A: We hope to provide a safer alternative to transplant by eliminating the potential for graft-versus-host disease, a complication that can arise during transplantation in which the donor cells attack the recipient's tissues. By using a much lower dose of chemotherapy than what is normally given as part of conditioning prior to transplants, we also seek to reduce the short- and long-term side effects that invasive treatment like transplant may impose on young infants.
We are optimistic that gene therapy can achieve a more robust immune system too. Typically in patients who receive non matched transplants from family members (especially if no chemotherapy is used), you see good T-cell numbers, rarely full B-cell engraftment and no myeloid engraftment. With this therapy, we have the opportunity to have all three infection fighters present and functioning well. This correlates with the longevity of the developing immune system which I believe is an important aspect of this trial.
Q: Is this gene therapy currently available anywhere else?

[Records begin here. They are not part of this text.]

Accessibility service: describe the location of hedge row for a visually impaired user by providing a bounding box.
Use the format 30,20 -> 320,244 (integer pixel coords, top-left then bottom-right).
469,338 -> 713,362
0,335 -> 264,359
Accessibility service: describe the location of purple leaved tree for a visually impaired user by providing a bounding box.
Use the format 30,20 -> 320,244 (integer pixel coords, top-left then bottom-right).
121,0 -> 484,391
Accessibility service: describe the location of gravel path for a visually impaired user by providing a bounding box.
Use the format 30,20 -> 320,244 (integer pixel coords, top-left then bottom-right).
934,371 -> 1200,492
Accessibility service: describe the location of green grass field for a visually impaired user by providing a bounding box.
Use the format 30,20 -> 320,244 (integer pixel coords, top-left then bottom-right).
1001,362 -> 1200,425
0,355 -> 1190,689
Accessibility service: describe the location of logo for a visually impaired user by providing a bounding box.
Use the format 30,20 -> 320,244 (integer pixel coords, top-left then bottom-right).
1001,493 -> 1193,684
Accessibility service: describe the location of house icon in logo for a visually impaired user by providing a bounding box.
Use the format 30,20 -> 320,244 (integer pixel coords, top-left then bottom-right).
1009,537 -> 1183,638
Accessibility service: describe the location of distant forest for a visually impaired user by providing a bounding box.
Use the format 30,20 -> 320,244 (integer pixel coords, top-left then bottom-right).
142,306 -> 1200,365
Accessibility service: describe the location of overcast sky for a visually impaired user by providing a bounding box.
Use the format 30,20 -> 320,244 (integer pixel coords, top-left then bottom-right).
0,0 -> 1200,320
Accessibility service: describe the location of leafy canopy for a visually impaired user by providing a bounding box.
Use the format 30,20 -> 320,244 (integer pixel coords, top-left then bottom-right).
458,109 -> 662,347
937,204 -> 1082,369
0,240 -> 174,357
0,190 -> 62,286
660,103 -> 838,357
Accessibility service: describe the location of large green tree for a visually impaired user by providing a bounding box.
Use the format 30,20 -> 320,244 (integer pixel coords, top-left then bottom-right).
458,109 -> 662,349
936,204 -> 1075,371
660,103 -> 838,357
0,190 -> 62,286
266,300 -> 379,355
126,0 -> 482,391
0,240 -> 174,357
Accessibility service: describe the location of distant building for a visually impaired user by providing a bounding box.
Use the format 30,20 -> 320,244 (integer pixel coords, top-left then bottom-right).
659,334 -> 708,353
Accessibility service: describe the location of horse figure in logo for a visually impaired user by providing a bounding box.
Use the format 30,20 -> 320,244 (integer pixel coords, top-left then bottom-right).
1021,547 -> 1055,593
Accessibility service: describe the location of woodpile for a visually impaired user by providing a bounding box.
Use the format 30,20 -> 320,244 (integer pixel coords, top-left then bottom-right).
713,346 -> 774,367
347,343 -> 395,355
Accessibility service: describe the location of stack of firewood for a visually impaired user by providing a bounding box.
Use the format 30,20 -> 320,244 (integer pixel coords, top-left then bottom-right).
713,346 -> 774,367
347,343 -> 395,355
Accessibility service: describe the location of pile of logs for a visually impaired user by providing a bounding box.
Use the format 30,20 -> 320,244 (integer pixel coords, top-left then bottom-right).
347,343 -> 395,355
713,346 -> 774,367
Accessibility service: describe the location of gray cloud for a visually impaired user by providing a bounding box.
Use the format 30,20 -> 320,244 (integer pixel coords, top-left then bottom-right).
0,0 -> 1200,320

A: Seattle Children's is one of three sites in the U.S. where this experimental therapy is available today. In the last year, St. Jude and the UCSF Benioff Children's Hospital San Francisco have treated patients with the same protocol we are using here, with promising early results.
Q: Seattle Children's played a significant role in establishing SCID newborn screening in Washington state. How has this measure helped improve the prognosis for children with SCID?
A: With newborn screening for SCID, which began in Washington state in 2014, we are seeing improvement in detecting the disease early. The survival rate for all SCID patients is greater than 90% when we can provide treatment before infections. Even with transplant from a parent or unrelated donor, while it's certainly not a poor prognosis, there are complications down the road if a child is unable to develop a fully functioning immune system or graft-versus-host disease. We hope gene therapy may prove to offer even better results with a fully functional immune system.
Q: How might the results from this trial impact the treatment of other diseases?
A: This trial will set a precedent for subsequent gene therapies that can be replicated based on our results. Clinical trials using gene therapy in other single-gene immune disorders like Wiskott-Aldrich syndrome are already planned to open at Seattle Children's in the near future.